Die EU-Kommission hatte deshalb schon vorige Woche die britische
Regierung aufgefordert, die Pläne spätestens bis Ende September
zurückzuziehen. Dass sie den Ball erstmal flach hält, hat zwei
Gründe: Sie will nicht die Verantwortung für einen harten Bruch. Und
sie fürchtet, dass in Irland ohne Einigung mit London im schlimmsten
Fall eben doch Warenkontrollen nötig wären. Der irische Außenminister

Simon Coveney nannte das britische Vorgehen «schockierend».

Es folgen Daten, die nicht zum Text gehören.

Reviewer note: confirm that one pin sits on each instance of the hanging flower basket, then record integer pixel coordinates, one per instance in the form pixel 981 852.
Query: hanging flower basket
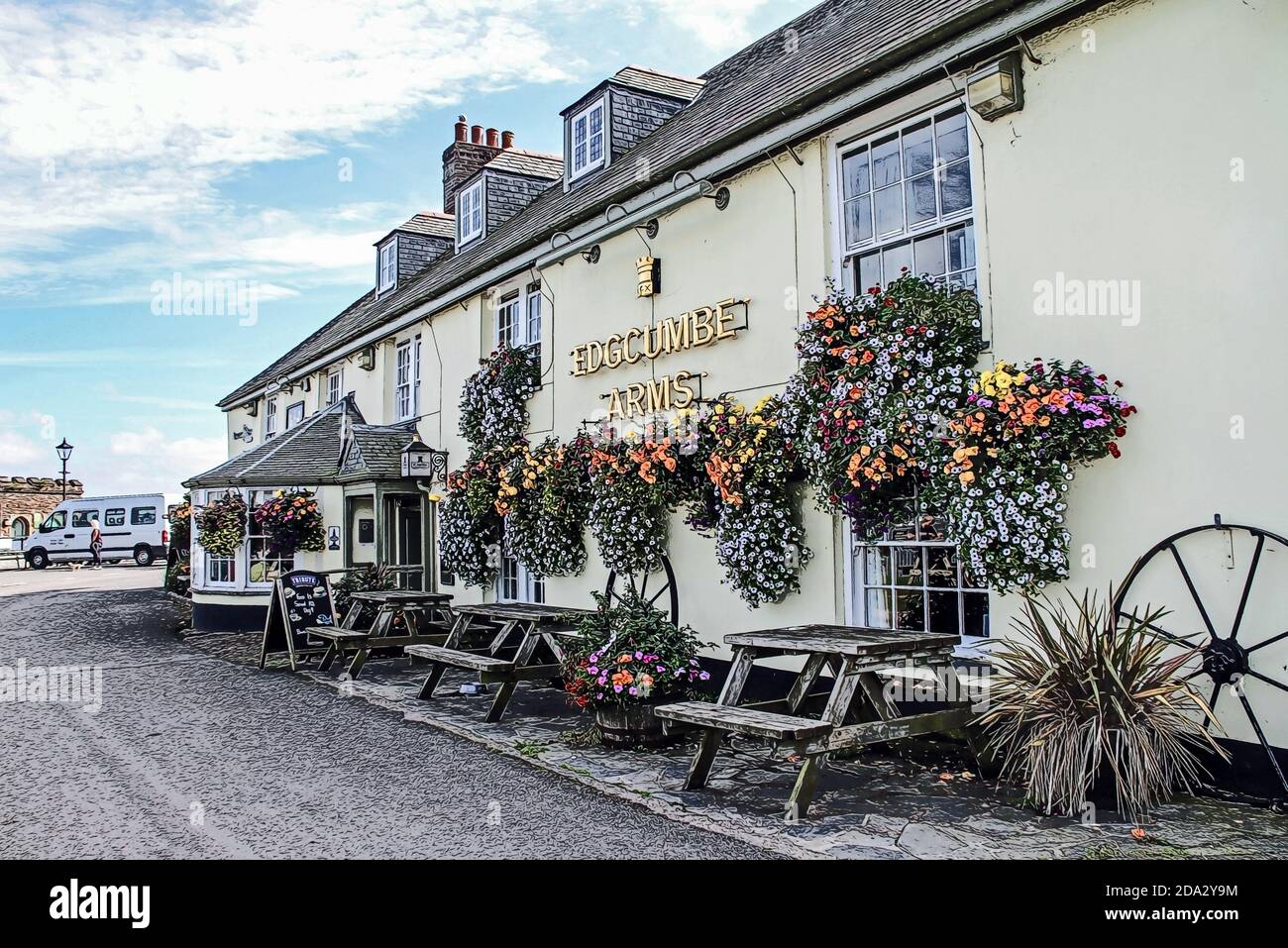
pixel 222 524
pixel 292 523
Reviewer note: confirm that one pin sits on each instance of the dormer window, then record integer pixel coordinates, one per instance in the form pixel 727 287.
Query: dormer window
pixel 387 266
pixel 469 214
pixel 587 134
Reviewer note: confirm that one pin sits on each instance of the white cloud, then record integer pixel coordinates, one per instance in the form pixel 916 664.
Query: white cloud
pixel 21 453
pixel 147 462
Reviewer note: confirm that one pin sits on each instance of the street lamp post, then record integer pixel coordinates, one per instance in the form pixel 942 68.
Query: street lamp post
pixel 64 451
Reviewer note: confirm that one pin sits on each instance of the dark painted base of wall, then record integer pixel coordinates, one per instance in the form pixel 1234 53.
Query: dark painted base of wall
pixel 222 617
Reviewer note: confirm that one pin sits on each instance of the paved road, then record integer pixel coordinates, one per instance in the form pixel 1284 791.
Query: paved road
pixel 192 756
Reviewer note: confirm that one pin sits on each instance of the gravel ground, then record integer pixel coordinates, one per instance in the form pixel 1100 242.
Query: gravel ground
pixel 192 756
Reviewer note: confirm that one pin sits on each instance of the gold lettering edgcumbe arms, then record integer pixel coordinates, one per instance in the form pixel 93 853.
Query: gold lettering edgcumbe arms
pixel 703 326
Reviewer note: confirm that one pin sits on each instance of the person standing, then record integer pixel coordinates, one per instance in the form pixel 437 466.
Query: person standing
pixel 95 545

In Großbritannien wiederum wird der geplante Vertragsbruch hitzig
debattiert, auch vor der Abstimmung am Montagabend im Unterhaus. «Was
für ein gescheitertes Regieren!», empörte sich der Abgeordnete der
oppositionelle Labour-Partei, Ed Miliband. Das Binnenmarktgesetz nahm
dann zwar am späten Abend die erste Hürde im Parlament mit 340 zu 263
Stimmen. Doch gaben 30 Abgeordnete von Johnsons konservativer Partei
ihre Stimme nicht ab. Zwei Konservative, Roger Gale und Andrew Percy,
stimmten gegen das Gesetz. «Ich bin nicht überrascht, dass ich zu
einer kleinen Minderheit gehöre», sagte Gale der BBC. «Ich denke, das

könnte sich am kommenden Dienstag ändern.»

Dann wird über einen Änderungsantrag abgestimmt, der entscheidend
sein könnte. Damit will eine Gruppe um den Konservativen Bob Neill
erreichen, dass die Maßnahmen des Binnenmarktgesetzes nur im
absoluten Notfall zum Einsatz kommen. Den müsste die Regierung dem
Parlament detailliert erklären und die Abgeordneten abstimmen lassen.

Wie viele konservative Rebellen werden nächste Woche wohl ihrem
Regierungschef die Stirn bieten? Johnson verfügt über eine Mehrheit
von 80 Stimmen im Unterhaus. Der Gesetzesentwurf muss aber auch das
Oberhaus passieren, aus dem bereits scharfe Kritik zu hören war.
Kommt es zu einem Ping-Pong-Spiel zwischen Unter- und Oberhaus,
könnte sich das über Wochen hinziehen.

Brexit hin, Brexit her: Es gibt noch ein gravierendes Problem, mit
dem die britische Regierung zu kämpfen hat. Eine zweite gewaltige
Coronavirus-Welle erfasst das Land, warnen Regierungsexperten. Die
Infektionszahlen schnellen bereits in die Höhe. Johnson, der selbst
nach einer Corona-Infektion auf einer Intensivstation um sein Leben
kämpfte, hatte auf die erste Welle zu spät und falsch reagiert. Die
Regierung scheint das Problem nicht in den Griff zu kriegen. Es
mangelt wieder erheblich an Corona-Tests; viele Kliniken sagen
wichtige Operationen ab, wie britische Medien am Dienstag
berichteten. Experten rechnen mit Chaos im Herbst - das sich mit
einer weiteren Zuspitzung des Brexit-Streits überlappen könnte.